自社ウェブサイト以外でも、複数の情報紙(「いただきます!」など)に、違法な内容の広告を掲載。顔にシミのある人物の画像と共に、「目尻や頬のおばぁちゃんジミが消えた…!?」、「エッ?洗顔で老斑やシミが薄くなる?」と表示していた。
同製品の効果については、ライチポリフェノールの作用によって、シミの原因となる活性酸素を無害化にすると説明。「今すぐライチ洗顔で過去の紫外線をなかったことに!」と効果を強調していた。
表示の裏づけ資料も、打ち消し表示も認められず
同製品の使用でシミを消したり、薄くしたりできるかのように宣伝していたが、同社が消費者庁へ提出した表示の裏づけ資料は、合理的な根拠とは認められなかった。

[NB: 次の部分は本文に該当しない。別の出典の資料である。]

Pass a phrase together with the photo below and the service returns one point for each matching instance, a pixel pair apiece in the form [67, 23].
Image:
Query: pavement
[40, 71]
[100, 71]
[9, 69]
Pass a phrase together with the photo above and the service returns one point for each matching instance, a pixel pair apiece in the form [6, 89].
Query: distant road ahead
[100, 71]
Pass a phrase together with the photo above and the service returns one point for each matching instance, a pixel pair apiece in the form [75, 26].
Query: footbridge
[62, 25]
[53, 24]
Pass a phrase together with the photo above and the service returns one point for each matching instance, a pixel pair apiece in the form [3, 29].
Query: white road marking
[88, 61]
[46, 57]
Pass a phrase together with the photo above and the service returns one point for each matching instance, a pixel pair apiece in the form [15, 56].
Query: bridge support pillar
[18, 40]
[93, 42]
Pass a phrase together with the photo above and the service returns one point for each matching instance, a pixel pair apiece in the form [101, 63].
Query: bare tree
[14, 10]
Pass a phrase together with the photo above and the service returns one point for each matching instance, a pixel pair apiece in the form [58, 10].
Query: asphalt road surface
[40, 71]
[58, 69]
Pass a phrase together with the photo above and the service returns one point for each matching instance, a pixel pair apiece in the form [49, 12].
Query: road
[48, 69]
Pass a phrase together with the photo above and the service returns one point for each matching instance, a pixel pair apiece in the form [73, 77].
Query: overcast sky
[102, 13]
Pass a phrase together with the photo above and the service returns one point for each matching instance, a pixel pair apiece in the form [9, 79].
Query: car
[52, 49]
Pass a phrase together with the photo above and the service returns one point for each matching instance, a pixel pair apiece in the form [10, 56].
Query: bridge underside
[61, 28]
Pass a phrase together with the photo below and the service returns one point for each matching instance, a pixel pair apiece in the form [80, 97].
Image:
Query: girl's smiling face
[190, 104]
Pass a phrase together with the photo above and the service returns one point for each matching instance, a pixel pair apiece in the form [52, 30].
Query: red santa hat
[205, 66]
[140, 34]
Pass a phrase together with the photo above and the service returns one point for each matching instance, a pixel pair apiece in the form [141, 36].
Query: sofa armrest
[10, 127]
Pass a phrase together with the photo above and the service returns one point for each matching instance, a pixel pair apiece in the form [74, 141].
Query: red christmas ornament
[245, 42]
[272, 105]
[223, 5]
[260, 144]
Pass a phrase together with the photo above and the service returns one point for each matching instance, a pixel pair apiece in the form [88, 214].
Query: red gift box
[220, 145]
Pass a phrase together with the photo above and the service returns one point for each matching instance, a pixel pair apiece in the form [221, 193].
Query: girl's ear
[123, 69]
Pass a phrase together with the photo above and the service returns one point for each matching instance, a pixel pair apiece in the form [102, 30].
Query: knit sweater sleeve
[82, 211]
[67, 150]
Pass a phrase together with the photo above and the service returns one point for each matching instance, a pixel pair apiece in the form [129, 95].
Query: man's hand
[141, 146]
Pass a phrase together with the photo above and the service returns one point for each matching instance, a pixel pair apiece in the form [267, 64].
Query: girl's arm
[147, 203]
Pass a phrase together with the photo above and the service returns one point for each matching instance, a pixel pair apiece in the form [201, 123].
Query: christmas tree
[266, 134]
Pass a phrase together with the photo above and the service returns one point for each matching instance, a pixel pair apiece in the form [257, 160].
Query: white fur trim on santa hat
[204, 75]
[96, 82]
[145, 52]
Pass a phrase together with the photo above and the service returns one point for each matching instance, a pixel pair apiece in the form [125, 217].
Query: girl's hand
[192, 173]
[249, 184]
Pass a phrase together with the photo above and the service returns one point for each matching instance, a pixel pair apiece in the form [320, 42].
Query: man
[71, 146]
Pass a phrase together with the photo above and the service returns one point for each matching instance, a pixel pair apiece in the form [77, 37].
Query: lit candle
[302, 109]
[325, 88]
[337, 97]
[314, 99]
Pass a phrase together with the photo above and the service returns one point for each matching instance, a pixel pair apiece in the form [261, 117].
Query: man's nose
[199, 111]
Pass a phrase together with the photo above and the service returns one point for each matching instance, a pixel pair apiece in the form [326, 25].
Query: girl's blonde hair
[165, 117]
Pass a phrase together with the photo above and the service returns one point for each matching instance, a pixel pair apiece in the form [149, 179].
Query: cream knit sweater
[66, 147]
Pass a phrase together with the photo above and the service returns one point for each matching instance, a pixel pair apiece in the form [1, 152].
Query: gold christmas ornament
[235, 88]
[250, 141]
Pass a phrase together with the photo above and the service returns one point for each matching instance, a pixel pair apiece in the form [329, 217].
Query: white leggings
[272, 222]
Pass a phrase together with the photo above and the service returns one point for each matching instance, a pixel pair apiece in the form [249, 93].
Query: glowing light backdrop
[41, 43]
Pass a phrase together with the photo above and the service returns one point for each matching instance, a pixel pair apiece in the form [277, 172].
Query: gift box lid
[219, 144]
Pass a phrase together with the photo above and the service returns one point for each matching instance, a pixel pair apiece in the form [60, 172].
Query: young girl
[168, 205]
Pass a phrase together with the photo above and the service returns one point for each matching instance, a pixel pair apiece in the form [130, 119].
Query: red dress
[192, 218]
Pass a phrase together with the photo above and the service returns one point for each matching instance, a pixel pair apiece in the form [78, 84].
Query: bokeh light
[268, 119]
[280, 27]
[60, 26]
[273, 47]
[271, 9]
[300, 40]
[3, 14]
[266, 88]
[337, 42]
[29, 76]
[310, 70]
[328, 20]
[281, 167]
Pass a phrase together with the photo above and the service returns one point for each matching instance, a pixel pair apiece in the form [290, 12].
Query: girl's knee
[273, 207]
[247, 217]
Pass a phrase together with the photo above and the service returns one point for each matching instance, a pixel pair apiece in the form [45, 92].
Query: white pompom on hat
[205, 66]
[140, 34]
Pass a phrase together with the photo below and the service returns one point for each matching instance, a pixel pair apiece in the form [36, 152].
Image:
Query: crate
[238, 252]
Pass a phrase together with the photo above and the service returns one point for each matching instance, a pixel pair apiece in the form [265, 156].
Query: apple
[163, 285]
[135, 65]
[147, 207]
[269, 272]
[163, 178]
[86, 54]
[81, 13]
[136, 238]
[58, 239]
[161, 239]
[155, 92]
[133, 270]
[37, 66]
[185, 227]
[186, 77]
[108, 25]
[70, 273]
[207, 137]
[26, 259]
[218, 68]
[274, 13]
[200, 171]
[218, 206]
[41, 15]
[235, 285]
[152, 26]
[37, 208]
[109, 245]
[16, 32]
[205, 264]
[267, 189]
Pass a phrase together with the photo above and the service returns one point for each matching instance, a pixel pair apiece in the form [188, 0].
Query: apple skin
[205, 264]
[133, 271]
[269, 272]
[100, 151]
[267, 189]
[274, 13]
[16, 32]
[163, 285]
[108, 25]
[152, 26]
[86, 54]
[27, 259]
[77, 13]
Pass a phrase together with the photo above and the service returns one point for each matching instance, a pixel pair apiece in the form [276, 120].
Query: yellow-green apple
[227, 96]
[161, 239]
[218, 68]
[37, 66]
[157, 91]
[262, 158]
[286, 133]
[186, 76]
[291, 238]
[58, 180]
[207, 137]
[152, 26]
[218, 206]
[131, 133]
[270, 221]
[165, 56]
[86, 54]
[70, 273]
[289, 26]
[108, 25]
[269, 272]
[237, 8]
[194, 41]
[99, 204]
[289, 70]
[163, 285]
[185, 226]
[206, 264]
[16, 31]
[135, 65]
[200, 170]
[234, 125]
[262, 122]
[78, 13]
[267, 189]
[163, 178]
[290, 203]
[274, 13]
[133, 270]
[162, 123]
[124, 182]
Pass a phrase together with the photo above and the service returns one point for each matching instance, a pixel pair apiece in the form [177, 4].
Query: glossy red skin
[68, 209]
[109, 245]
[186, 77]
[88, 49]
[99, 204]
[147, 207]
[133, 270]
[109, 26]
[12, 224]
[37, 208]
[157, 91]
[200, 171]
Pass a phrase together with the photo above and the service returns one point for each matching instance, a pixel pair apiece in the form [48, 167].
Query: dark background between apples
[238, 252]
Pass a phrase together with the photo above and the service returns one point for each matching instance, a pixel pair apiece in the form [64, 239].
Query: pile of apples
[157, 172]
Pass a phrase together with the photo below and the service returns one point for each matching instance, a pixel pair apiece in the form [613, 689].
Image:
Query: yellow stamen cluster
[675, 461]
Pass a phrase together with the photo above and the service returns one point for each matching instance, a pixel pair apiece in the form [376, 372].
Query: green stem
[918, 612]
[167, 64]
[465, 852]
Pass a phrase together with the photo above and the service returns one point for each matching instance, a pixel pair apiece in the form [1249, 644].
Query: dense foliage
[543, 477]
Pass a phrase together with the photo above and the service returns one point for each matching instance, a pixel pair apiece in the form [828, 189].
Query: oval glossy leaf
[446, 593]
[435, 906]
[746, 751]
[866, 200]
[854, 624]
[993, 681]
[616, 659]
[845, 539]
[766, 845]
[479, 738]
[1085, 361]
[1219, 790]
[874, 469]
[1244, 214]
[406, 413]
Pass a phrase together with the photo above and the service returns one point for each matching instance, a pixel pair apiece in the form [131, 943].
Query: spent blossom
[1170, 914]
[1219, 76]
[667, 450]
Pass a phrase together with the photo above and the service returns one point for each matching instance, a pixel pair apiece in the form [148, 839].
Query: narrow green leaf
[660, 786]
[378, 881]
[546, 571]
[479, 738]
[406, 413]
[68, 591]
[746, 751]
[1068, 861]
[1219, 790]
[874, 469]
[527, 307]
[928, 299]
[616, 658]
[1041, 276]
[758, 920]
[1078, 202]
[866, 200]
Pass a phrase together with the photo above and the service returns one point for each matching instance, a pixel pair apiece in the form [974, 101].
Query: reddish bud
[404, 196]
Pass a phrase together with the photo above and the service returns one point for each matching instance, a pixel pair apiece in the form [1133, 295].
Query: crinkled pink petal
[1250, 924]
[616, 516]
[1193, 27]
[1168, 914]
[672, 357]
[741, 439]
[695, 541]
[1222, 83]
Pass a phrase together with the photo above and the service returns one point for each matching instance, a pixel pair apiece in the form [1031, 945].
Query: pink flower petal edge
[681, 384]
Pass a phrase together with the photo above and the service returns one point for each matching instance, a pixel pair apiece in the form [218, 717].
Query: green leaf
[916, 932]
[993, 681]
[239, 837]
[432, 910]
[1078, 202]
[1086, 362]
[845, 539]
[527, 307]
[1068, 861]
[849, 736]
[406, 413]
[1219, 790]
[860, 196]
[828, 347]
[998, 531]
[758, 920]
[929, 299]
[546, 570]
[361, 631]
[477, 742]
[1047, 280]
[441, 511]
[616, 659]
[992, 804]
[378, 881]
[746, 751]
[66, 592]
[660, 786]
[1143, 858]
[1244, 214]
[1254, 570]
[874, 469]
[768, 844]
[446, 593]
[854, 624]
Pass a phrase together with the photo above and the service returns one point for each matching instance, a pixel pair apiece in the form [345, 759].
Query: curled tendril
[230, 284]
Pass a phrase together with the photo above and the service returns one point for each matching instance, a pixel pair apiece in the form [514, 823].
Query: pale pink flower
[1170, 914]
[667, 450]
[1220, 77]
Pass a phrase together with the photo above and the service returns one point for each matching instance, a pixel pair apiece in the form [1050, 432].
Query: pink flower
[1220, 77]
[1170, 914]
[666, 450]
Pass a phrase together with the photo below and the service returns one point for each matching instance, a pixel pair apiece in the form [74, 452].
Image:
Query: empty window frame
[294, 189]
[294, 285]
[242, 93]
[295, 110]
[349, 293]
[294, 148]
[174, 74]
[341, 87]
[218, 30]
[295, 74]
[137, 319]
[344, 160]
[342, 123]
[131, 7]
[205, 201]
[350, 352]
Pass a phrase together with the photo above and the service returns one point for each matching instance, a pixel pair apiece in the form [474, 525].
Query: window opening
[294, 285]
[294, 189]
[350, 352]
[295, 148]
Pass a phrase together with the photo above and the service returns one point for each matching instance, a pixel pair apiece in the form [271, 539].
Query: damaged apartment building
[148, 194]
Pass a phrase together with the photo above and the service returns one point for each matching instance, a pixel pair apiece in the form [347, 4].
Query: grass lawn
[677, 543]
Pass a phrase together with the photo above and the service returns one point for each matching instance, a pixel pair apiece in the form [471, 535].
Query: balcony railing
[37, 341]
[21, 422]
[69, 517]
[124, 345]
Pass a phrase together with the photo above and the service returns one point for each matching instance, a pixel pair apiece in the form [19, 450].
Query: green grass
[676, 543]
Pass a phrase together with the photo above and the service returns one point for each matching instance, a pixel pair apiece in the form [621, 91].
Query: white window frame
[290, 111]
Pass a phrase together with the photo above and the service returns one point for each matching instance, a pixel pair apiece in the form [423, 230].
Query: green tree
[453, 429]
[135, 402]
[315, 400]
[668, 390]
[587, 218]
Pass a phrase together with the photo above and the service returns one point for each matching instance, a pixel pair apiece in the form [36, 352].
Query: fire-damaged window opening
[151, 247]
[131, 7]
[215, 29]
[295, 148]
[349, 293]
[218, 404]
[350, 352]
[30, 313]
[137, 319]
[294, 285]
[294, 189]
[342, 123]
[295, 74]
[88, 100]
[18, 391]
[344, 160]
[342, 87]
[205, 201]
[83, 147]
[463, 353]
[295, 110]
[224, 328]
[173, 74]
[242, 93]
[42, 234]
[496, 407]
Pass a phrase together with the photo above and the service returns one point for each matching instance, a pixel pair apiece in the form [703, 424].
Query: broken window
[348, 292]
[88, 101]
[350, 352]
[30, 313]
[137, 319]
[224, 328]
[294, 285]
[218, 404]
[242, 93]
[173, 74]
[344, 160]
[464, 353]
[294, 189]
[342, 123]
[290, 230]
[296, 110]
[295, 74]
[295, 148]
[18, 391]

また、情報誌では「※個人の感想です」といった打ち消し表示が見られたが、一般消費者が受ける効果の印象を打ち消すものとは認められなかった。
このため、表示内容は景表法で禁止する「優良誤認表示」に該当すると認定された。消費者庁は同社に対し、来年3月10日までに課徴金(459万円)を支払うように命令した。